We all have anniversaries. Not necessarily big ones (such as the First World War, which dominated last year and will be commemorated throughout its centenary, but we all have a birthday, or a work anniversary or even ones which celebrate the start of a new relationship. 2015 has been a year to remember on the world stage, with Magna Carta now 800 years old and today seen as a cornerstone of British democracy. The Battle of Waterloo took place 200 years ago, and who knows how the world would be today should the ‘damned close-run thing’ have ended differently.
How often has someone mentioned that such-and-such an event happened so many years ago and you’ve said ‘You must be kidding.’? Barings Bank collapsed twenty years ago, worth many millions of pounds then, and now many of us have never heard of it. Anniversaries give us a chance to think back to the bad times, whether to mourn those lost during the tragedy at Heysel Stadium in Brussels thirty years ago, or to acknowledge the death of the iconic Winston Churchill (who died in 1965). By fixing a date to a certain event it gives us a reason to stop and remember those lost and in many cases, as many memorials to soldiers of the First World War will remind you, to remember why it happened and what we gained.
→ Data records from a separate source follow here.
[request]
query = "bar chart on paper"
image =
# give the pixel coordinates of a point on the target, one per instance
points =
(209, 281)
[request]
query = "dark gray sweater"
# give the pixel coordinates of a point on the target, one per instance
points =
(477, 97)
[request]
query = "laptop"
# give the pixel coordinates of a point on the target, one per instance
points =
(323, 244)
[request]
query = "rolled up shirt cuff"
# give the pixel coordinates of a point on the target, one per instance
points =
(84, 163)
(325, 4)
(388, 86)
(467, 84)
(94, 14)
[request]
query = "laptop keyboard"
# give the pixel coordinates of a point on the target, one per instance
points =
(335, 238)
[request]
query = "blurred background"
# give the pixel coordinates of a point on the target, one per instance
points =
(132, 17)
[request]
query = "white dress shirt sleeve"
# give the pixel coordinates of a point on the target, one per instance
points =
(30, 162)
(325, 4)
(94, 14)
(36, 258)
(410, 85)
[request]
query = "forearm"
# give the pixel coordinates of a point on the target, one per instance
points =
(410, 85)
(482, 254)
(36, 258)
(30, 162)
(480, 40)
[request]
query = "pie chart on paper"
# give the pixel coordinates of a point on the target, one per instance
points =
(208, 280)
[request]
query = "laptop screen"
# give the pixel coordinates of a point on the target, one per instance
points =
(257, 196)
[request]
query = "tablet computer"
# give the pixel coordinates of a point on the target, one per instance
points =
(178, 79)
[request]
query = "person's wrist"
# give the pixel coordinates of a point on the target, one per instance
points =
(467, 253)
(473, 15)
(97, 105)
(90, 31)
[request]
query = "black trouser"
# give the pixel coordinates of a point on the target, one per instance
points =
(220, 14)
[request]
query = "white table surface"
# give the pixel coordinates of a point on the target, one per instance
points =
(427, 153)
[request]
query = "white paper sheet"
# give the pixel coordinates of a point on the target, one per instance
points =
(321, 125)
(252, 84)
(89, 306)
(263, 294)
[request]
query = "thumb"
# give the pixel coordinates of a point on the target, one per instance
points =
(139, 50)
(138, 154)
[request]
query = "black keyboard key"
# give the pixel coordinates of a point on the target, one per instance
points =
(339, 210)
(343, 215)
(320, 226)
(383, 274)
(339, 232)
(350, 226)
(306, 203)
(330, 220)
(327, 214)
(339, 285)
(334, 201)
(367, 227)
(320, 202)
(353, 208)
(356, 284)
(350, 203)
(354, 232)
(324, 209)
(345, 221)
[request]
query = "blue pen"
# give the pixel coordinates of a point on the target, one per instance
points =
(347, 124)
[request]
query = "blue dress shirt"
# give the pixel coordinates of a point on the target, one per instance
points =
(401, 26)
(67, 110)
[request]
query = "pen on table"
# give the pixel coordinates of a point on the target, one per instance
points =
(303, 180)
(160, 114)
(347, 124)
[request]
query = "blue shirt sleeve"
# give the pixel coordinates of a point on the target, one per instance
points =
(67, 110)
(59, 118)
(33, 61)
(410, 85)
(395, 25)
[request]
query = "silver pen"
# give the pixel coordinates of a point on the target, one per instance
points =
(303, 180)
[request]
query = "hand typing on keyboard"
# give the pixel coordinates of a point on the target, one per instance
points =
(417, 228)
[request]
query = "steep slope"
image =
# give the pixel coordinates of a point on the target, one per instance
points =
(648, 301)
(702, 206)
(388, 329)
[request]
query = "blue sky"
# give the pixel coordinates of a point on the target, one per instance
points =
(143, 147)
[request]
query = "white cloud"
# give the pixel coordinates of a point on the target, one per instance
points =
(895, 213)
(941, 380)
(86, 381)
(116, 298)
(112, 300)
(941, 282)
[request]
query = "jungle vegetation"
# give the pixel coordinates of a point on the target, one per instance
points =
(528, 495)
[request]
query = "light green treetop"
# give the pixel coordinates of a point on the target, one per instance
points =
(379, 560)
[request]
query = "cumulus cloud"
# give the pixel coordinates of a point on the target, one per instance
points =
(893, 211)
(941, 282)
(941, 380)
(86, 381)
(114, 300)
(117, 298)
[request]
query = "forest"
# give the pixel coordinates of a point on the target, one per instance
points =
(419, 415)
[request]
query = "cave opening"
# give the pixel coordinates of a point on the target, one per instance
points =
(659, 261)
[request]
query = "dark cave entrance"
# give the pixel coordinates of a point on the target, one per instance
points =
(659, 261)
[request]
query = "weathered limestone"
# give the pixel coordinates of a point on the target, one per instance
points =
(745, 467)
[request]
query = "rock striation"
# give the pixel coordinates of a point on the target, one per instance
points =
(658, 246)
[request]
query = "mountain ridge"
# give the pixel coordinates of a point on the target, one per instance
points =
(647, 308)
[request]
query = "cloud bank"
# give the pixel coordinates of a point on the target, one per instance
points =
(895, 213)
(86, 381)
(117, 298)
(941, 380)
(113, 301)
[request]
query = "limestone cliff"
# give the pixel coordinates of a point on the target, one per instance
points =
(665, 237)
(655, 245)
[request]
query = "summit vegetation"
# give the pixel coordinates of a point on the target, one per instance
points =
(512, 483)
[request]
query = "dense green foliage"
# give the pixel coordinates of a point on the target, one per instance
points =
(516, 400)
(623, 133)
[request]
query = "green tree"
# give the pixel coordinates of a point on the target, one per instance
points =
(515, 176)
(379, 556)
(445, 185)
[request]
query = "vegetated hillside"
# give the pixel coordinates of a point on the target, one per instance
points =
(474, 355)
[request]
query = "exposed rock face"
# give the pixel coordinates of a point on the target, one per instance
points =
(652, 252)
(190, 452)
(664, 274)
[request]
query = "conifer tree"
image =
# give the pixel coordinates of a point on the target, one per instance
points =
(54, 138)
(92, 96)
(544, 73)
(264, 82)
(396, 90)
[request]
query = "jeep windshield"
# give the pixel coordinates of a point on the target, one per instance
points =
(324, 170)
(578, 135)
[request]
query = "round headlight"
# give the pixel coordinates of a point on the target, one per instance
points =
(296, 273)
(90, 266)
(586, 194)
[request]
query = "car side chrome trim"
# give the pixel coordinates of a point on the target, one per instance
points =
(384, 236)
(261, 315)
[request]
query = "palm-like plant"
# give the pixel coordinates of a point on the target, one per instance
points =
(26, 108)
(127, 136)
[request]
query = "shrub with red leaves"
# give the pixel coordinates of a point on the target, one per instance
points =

And so in that way, anniversaries are also a chance to celebrate how far we have come. Parliament, which arguably first met 750 years ago, is now a fact of life, and the last woman hanged in the UK was sixty years ago – not as long ago as some might like to think. Anniversaries give us a chance to look back at the first use of antiseptic (via lint dipped in carbolic acid) 150 years ago and realise how it has evolved into our current medical practices. Did you know that driving tests were only compulsory eighty years ago? We can laugh at our past foolishness, such as at the pictures of those old-fashioned mobile phones, the first call of which was made thirty years ago, but it is always worth remembering that whatever we have now developed from somewhere and our descendants will probably look back on us and have a good laugh too.
In this way anniversaries need not always be sombre and to mark a tragedy. They are also an opportunity to celebrate our success, be it as personal as a silver wedding anniversary or as (arguably) nationwide as the first episode of EastEnders thirty years ago. But, of course, it can also be bittersweet, such as VE Day (seventy years ago) celebrating the end of the Second World War, which can never be remembered without those lost in it, or the evacuation of Dunkirk five years before that, when little, almost insignificant, ships helped save thousands of Allied soldiers.
Looking back also gives us a chance to look forward. Thinking back to Waterloo, with Napoleon defeated by a coalition of nations, can give us hope that different nations can put aside their differences and unite for a common cause. And marking the liberation of Auschwitz by the Soviet Red Army seventy years ago means that the horror can never be forgotten, with the hope that it never will happen again. It is often stated that history repeats itself, and so it would be foolish to relive our mistakes by forgetting the experience of all those before.
Because surely that is the most important role of an anniversary. It is so we do not forget.